Capítulo 16.
El caballo hendía el surco a lo largo de la hilera de cipreses. El hombre inclinado sobre el arado se había puesto la gorra al revés para protegerse la nuca del despiadado sol de julio. Se había quitado la camisa y unas grandes manchas oscuras de sudor se extendían por la espalda de su camiseta de tirantes.
Teresa obligó a Esther a tumbarse boca abajo en un pequeño espacio más o menos despejado en medio de la hilera y se tendió junto a ella. Bajo la palma de sus manos la tierra polvorienta estaba caliente y las hierbas secas les hacían cosquillas en la nariz. Respiró profundamente para recuperar el aliento; el fuerte perfume del hinojo, realzado por el calor, la mareó.

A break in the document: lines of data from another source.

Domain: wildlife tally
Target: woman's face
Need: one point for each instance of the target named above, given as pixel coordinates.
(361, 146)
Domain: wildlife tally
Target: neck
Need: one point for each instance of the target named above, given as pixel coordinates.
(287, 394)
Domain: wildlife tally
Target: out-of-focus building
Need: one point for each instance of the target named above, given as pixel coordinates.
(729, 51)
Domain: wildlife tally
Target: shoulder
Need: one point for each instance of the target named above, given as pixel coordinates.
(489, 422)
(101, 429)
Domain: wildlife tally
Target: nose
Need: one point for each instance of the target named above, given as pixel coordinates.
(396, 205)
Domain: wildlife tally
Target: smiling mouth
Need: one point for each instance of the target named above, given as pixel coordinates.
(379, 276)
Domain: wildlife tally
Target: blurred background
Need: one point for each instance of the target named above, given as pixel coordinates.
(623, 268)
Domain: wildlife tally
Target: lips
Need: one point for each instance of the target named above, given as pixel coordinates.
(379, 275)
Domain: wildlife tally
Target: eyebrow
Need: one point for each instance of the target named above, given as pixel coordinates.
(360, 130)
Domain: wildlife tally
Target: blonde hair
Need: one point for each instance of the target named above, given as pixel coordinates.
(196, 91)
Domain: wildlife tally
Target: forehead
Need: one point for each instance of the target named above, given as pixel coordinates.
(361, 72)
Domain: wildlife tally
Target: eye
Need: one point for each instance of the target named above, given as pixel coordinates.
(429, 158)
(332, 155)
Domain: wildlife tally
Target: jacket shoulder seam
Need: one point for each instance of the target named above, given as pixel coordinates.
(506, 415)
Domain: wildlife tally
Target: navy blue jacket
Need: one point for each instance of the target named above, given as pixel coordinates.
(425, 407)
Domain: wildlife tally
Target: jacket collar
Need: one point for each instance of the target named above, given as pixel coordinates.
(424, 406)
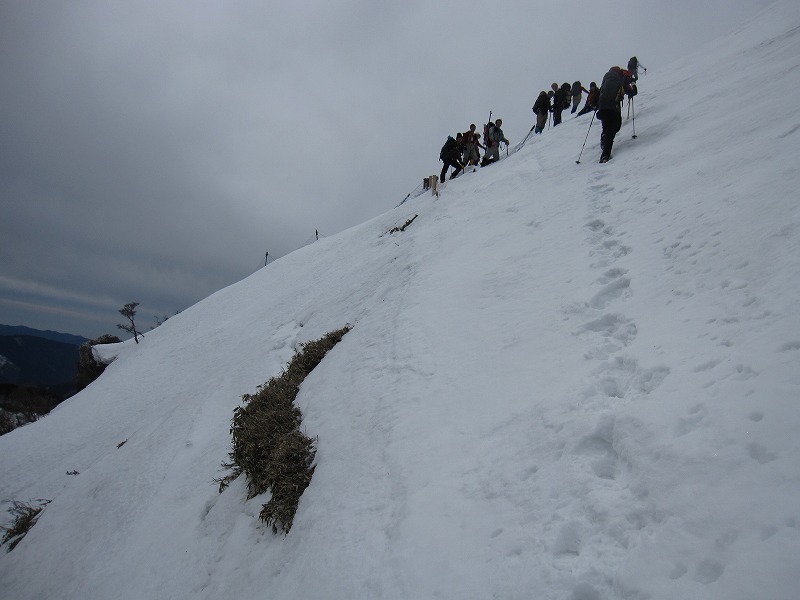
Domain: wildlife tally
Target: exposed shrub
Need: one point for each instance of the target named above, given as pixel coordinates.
(268, 446)
(88, 368)
(25, 515)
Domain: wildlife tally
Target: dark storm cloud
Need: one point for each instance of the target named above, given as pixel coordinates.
(154, 151)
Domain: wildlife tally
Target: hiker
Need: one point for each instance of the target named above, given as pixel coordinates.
(633, 67)
(577, 94)
(615, 85)
(472, 142)
(495, 136)
(450, 155)
(566, 90)
(542, 110)
(558, 103)
(591, 99)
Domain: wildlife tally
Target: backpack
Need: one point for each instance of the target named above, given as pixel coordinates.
(447, 150)
(487, 129)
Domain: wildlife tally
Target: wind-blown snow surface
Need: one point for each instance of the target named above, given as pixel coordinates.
(563, 382)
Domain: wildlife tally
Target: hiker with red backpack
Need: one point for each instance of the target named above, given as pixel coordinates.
(591, 100)
(493, 135)
(616, 84)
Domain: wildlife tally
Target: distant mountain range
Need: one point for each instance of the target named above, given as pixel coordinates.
(38, 358)
(37, 371)
(67, 338)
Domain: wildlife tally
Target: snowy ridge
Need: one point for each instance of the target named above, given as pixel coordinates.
(563, 382)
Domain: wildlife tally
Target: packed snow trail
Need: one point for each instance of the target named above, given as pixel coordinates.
(563, 381)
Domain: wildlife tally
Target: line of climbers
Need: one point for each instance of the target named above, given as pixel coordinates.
(462, 151)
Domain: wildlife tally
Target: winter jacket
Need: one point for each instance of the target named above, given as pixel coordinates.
(542, 104)
(450, 150)
(615, 85)
(496, 135)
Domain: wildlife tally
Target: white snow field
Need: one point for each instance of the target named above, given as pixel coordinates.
(564, 381)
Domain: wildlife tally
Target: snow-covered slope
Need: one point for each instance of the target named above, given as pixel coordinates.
(563, 382)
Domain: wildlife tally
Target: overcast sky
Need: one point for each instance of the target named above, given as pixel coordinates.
(155, 151)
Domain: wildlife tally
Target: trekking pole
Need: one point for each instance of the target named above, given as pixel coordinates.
(577, 162)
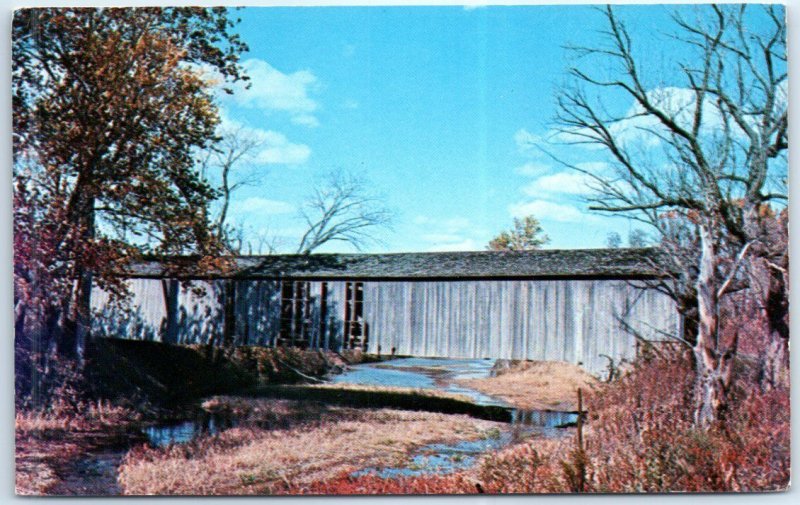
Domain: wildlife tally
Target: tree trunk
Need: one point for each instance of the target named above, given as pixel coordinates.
(75, 325)
(170, 289)
(229, 320)
(711, 367)
(776, 363)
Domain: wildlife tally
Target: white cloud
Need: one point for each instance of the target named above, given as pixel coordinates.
(441, 237)
(565, 183)
(258, 205)
(526, 140)
(533, 168)
(306, 120)
(464, 245)
(273, 148)
(273, 90)
(451, 225)
(278, 150)
(447, 234)
(549, 211)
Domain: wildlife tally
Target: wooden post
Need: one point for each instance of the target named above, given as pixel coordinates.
(580, 420)
(581, 455)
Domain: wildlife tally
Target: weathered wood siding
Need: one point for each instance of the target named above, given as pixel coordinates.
(569, 320)
(575, 321)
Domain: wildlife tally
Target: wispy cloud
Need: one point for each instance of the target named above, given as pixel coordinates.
(273, 148)
(447, 234)
(274, 90)
(526, 141)
(533, 168)
(263, 206)
(546, 210)
(561, 183)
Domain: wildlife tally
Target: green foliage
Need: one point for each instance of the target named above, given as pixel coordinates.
(526, 235)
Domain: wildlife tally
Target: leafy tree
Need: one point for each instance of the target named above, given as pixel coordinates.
(700, 157)
(108, 110)
(526, 235)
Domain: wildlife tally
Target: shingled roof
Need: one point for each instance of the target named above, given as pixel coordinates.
(547, 263)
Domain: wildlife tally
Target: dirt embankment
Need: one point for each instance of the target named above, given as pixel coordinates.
(535, 385)
(139, 373)
(290, 442)
(129, 381)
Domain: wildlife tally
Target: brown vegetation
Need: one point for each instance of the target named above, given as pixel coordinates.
(640, 437)
(47, 442)
(535, 385)
(322, 443)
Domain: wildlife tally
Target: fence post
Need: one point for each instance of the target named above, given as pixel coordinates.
(581, 456)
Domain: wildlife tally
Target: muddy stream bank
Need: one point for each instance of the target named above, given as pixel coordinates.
(96, 473)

A su lado, notaba cómo Esther temblaba de la cabeza a los pies. Teresa le cogió la mano como lo había hecho el día del nacimiento de David y la joven judía se calmó un poco. Con los ojos cerrados, empezó a salmodiar en voz muy baja en un idioma que Teresa solo había oído una vez, durante la circuncisión de Guitou; sin duda, era hebreo. El momento de pánico había pasado.
Teresa echó una ojeada por un boquete entre las cañas. Justo en ese instante vio que Hénia desaparecía detrás de los árboles cargados de frutos vellosos y fragantes de un huerto de melocotoneros, al otro lado del camino. No era la primera vez que tenía que ocultarse así, precipitadamente; sabría arreglárselas. Para Esther, en cambio, resultaba imprescindible una presencia tranquilizadora, por ello Teresa había salido del palacete con ella cuando Pepe acudió para anunciar la llegada de la policía alemana e Isabel ordenó a sus internas judías que huyeran y que no volvieran a aparecer hasta que ella hubiera resuelto el asunto.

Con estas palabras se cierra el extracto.